Slowing road transport demand could lead to a spike in oil demand over the next two to five years, McKinsey & Company said in its New World Energy Outlook 2022. report.
Electric vehicle adoption is the main driver of stagnant oil demand growth, according to McKinsey, which sees global liquids demand peaking at around 102 million barrels per day (bpd) over the next two to five years. , despite a short-term recovery in oil demand from the effects of the pandemic. The analysis, however, was conducted before the Russian invasion of Ukraine, McKinsey notes in the report.
“Demand for liquids in road transport is expected to decline by 75% by 2050 after peaking in the early 2020s, due to slower growth in the number of cars on the road, increased efficiency and the “accelerating adoption of electric vehicles (EVs), with bio- and synthetic fuels further reducing demand for crude oil,” McKinsey said in the report.
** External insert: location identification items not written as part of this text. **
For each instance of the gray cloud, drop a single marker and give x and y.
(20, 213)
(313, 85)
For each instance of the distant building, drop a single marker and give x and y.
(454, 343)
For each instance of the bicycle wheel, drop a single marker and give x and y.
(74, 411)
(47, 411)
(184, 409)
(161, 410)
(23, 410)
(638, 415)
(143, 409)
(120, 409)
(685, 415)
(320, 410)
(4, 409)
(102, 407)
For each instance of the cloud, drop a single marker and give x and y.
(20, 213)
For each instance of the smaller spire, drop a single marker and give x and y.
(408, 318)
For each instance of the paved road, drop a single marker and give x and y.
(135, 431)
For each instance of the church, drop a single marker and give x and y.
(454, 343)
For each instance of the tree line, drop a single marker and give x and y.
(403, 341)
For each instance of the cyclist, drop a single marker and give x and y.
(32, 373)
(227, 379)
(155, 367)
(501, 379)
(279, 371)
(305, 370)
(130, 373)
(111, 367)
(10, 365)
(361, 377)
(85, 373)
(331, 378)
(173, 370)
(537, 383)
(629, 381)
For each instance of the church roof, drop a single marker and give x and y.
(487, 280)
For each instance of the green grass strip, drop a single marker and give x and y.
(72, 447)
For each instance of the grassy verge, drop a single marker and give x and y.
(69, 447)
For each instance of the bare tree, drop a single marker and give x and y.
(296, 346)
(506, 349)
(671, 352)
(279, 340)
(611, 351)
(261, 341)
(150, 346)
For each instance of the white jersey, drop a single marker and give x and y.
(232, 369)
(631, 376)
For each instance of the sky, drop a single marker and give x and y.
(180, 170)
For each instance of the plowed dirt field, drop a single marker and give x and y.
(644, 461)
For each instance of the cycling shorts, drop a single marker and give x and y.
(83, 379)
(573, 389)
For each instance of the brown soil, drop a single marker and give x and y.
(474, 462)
The chemicals sector will remain one of the few sources of growth in oil demand. Chemical-driven demand is expected to jump 50% by 2050, despite growing downward pressure from demand reduction, recycling and pyrolysis, the report notes.
McKinsey’s analysis – with the caveat that it did not include the war in Ukraine and the fallout of the Russian invasion on the global economy, energy markets and supply chains – presents one of the most pessimistic outlooks on oil demand growth among analysts, industry, and oil investors.
Global oil demand will peak before the end of this decade and decline sharply after 2030, TotalEnergies said in its 2021 Energy Outlook released in fall 2021. Previously, TotalEnergies had forecast oil demand to peak around 2030, with a slow drop after this.
Oil investors polled by Bloomberg Intelligence in November have significantly recalibrated their expectations for peak oil demand over the past two years. Two and a half years ago, a fifth of oil investor clients surveyed by Bloomberg Intelligence said oil demand would peak by February 2021, notes Nathaniel Bullard, BloombergNEF’s chief content officer. In the November 2021 survey, just 2% of oil investors thought peak oil demand would occur by 2025, and less than 40% saw that peak before 2030.